Here's what you want instead:
struct m {
struct state { state *s; state() : s(0) {} state(state &s) : s(&s) {} };
struct s1 : state {} A; // default-constructs, fine
struct s2 : state {
s2(state &s) : state(s) {}
s2(s2&s) : state(s) {}
} B // default-constructs
, C{B} // calls s2(s2&), invokes state(state&)
, D{A}; // calls s2(state&)
;
m() : B(A) {};
} M;
When M's constructor runs, first its base classes (there are none) then its members are constructed in declaration order using the specified initializations. There's only one: B(A)
, so all the rest are defaulted. After all the bases and members are constructed, then the object constructor's body runs.
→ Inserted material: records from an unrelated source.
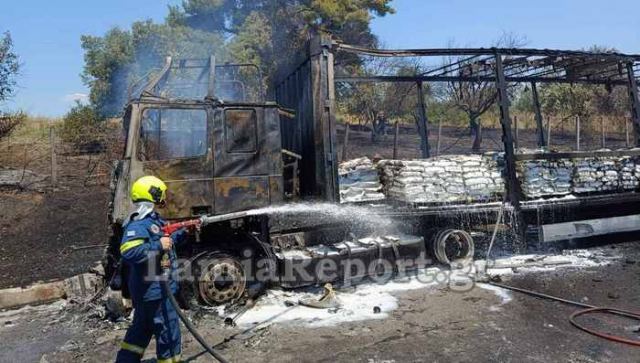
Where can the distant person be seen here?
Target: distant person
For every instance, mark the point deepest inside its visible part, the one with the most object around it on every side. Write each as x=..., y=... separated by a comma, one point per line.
x=142, y=246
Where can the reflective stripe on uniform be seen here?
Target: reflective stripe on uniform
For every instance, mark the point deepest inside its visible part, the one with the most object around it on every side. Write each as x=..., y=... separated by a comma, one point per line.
x=132, y=348
x=175, y=359
x=131, y=244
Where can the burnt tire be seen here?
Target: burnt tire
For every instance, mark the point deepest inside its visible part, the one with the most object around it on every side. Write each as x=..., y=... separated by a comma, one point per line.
x=453, y=247
x=219, y=278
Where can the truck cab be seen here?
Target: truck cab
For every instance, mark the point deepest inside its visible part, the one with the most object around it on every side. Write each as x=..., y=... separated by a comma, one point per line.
x=206, y=130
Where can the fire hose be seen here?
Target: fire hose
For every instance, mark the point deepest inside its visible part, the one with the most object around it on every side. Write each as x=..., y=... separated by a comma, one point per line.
x=192, y=329
x=587, y=309
x=164, y=282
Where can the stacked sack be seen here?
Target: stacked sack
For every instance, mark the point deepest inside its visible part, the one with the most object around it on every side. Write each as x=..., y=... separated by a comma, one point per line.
x=359, y=181
x=545, y=178
x=482, y=177
x=629, y=173
x=442, y=179
x=592, y=175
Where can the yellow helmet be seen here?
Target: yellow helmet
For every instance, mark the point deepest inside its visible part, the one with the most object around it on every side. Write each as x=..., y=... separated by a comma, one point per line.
x=150, y=189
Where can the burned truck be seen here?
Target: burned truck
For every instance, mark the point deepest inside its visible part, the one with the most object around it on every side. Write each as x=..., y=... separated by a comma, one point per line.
x=231, y=157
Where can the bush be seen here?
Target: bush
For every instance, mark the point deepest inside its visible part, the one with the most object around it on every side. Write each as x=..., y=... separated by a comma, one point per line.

struct SuperstateA : state {
} superstateA;
struct SubstateB : state {
} substateB1,
substateB3{superstateA};
There is no relationship between SuperstateA
and SubstateB
that would allow casting or slicing between them. Even if SuperstateA
were a base class (which is usually associated with "super"), SubstateB
would still have more members (being a subclass) and it would be impossible to initialize them all from the object of different type.
It's not a bug in the compiler, or an arbitrary limitation of C++. It's simply impossible to perform that kind of initialization. There needs to be an "is-a" relationship.
On the other hand, both superstateA
and substateB1
can be cast to state &
(or their pointers can be cast to state *
), so providing SubstateB::SubstateB( state & )
would patch all the holes quite nicely.